The metadata repository (MDR) is the core part of the DQAstats R-package and therefore receives its own section within this documentation.

Using this MDR, the DQA tool can be configured to test the data quality of datasets that are held in either CSV files or SQL-databases.

Currently supported input data formats / databases are:

By default, the MDR itself is stored in a CSV file --> meaning: the CSV file is the MDR. Each column of the CSV table is a specific MDR field and each row is an entry of one distinct data element in one database.

The MDR allows the definition of a set of data elements for multiple databases (with databases being either CSV-files or SQL-based databases). This allows for comparing the data quality of this set of data elements between two databases, regardless of their 'data format'.
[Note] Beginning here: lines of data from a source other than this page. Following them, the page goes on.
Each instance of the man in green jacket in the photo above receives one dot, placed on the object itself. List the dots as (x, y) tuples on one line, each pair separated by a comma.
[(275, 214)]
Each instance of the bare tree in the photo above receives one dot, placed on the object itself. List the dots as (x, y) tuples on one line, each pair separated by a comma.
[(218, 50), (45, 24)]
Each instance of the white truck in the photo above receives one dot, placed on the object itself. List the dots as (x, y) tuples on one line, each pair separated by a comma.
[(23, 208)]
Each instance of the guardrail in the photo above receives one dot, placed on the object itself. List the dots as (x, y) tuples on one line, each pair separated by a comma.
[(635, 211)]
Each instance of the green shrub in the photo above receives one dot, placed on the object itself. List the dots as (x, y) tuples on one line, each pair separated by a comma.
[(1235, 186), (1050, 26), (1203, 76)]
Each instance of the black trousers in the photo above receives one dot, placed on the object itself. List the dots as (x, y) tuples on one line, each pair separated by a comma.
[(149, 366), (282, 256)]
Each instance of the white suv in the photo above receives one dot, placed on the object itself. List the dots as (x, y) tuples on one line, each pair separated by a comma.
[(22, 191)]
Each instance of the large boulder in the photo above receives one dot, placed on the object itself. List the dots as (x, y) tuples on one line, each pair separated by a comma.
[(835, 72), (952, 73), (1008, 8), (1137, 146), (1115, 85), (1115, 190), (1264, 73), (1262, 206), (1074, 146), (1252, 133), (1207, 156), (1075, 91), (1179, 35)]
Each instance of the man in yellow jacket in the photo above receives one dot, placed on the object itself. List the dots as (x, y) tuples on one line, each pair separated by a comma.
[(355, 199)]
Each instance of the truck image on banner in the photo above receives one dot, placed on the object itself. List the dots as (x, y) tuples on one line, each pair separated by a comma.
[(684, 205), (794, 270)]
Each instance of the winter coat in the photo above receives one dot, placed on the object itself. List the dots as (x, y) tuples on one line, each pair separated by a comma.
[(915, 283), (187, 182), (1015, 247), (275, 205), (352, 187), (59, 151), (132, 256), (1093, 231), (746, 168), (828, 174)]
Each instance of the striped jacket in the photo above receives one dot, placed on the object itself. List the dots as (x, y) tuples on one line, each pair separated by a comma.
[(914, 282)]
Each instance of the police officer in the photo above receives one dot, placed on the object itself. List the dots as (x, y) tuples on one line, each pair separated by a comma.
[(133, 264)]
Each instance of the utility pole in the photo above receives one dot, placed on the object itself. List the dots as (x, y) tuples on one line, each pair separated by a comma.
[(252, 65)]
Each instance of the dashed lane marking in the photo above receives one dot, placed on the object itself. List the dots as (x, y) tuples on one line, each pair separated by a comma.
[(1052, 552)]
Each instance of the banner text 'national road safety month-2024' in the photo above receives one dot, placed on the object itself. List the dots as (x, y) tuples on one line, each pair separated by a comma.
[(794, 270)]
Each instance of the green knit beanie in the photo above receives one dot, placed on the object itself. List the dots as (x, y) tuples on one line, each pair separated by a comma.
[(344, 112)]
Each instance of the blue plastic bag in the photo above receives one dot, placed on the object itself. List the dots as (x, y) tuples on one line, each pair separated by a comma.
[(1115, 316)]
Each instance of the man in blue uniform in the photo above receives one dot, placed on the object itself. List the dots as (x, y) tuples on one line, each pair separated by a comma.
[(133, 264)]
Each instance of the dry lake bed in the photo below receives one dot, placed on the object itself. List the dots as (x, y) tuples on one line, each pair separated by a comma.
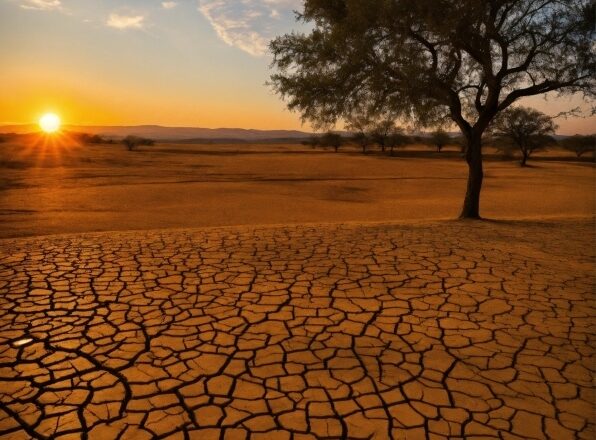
[(278, 292)]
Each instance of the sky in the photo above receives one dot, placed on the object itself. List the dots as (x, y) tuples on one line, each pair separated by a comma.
[(200, 63)]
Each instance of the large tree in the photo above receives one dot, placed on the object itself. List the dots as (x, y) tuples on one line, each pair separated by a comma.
[(434, 60), (524, 128)]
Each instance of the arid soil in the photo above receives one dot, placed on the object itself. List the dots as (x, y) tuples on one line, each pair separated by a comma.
[(442, 330), (342, 302), (63, 188)]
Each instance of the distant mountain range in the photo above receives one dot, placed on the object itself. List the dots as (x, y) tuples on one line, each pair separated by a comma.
[(170, 133)]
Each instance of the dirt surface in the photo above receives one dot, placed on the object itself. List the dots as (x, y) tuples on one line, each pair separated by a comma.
[(442, 330), (59, 187)]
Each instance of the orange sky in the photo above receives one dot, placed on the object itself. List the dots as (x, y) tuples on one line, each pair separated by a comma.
[(101, 63)]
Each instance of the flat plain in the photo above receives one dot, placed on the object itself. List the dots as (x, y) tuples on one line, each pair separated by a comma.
[(279, 292)]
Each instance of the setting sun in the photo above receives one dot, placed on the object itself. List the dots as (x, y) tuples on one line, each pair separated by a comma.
[(50, 122)]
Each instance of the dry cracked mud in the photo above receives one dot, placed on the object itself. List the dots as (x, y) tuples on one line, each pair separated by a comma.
[(445, 330)]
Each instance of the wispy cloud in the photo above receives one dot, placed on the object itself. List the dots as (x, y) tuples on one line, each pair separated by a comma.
[(41, 5), (249, 25), (120, 21)]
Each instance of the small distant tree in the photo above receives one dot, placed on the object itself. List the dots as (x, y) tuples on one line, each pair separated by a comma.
[(132, 142), (360, 124), (524, 128), (580, 145), (332, 140), (398, 139), (383, 129), (440, 138), (362, 140)]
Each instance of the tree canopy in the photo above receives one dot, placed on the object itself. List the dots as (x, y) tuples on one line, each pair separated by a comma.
[(432, 60)]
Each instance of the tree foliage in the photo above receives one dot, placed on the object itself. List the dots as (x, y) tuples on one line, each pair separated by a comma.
[(432, 60), (440, 139)]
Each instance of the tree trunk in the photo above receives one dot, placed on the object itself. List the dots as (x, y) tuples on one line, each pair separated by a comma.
[(471, 208), (524, 158)]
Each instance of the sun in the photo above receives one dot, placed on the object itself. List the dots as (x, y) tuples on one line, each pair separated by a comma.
[(50, 123)]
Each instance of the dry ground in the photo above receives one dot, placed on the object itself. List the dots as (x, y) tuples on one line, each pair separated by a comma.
[(359, 330), (445, 330), (102, 188)]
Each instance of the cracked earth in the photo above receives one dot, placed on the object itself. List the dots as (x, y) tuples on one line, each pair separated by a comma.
[(444, 330)]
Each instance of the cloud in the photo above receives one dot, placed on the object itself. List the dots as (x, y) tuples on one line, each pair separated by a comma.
[(41, 5), (119, 21), (249, 25)]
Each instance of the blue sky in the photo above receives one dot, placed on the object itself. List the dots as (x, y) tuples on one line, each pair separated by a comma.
[(175, 62)]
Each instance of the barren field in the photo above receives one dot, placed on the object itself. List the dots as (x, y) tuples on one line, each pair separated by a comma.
[(339, 303), (62, 189)]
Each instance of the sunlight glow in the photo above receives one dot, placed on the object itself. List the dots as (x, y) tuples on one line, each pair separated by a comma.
[(50, 123)]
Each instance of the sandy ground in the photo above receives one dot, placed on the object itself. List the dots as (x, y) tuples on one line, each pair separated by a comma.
[(61, 188), (363, 330), (442, 330)]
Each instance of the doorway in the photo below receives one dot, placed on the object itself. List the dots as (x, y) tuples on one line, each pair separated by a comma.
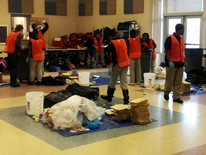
[(24, 20)]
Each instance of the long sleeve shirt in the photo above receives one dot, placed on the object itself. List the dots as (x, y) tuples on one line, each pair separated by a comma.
[(168, 45)]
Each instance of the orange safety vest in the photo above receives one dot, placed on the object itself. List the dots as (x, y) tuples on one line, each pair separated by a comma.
[(98, 44), (10, 42), (151, 45), (121, 51), (37, 49), (177, 49), (40, 36), (134, 48)]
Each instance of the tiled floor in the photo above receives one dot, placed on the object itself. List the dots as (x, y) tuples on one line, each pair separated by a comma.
[(180, 128)]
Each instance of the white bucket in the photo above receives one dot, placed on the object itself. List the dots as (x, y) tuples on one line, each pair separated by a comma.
[(149, 79), (35, 102), (84, 78)]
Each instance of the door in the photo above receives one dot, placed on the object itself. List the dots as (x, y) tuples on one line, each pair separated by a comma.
[(192, 29), (39, 20), (192, 32)]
The concepts of how the connection of the DQA tool to the MDR works in detail are described in our publication "Linking a Consortium-Wide Data Quality Assessment Tool with the MIRACUM Metadata Repository".

MDR: Overview

The following table gives an overview over the available MDR fields and their purpose:

MDR Field Description
designation The data element's "speaking" term (short).
definition A (longer) description of the data element. Line breaks ('\n') are allowed.
variable_type The data type of the data element.
variable_name The DQA tool's internal (machine processable) variable name. Internally, corresponding data elements across different databases are renamed with this variable_name, which should not contain spaces or special characters other than underscores "_".
key A unique DQA tool-specific identifier key, which is used to
- compare data elements across different databases
- load corresponding SQL statements from a JSON file, if the data source is a database (please refer to the section MDR: SQL statements for further information)
source_variable_name The name of the data element in the database (e.g. the column names in a CSV table or database table).
source_table_name The name of the table, in which the data element is stored in the database (the filename in case of CSV files or the table name in case of databases).
source_system_name The name of the database from which the data element originates. It has to uniquely identify one specific database and, in the case of analyzing SQL databases, the value needs to correspond with the filename suffix of the JSON files containing the SQL statements for the data elements of the respective database (please refer to MDR: SQL statements for further details).
source_system_type The type of the database. For supported system types please refer to [Use the DQA tool](#using-the-DQA tools).
constraints A JSON object, describing the allowed values for the corresponding data element.
filter
data_map
plausibility_relation A JSON object, describing plausibility checks for the corresponding data element (please refer to MDR: plausibility relations for further details).
dqa_assessment A binary coded indicator, if the information in this specific row is eligable for data quality assessment (dqa_assessment=1) or not (dqa_assessment=0).
restricting_date_var An optional field to specify another column from source_table_name of data type datetime in order to filter the data by time constraints.
restricting_date_format

MDR: Minimum Set of Required MDR Fields

For a seamless functioning of the DQA tool, the following MDR fields need at least to be defined for each data element:

  • designation
  • variable_type
  • variable_name
  • source_variable_name
  • source_table_name
  • source_system_name
  • source_system_type
  • key
  • dqa_assessment
  • restricting_date_var
  • restricting_date_format

MDR: Variable Types and Constraints

variable_type Description Constraint
integer / float The possible variable types for continuous variables are 'integer' and 'float'.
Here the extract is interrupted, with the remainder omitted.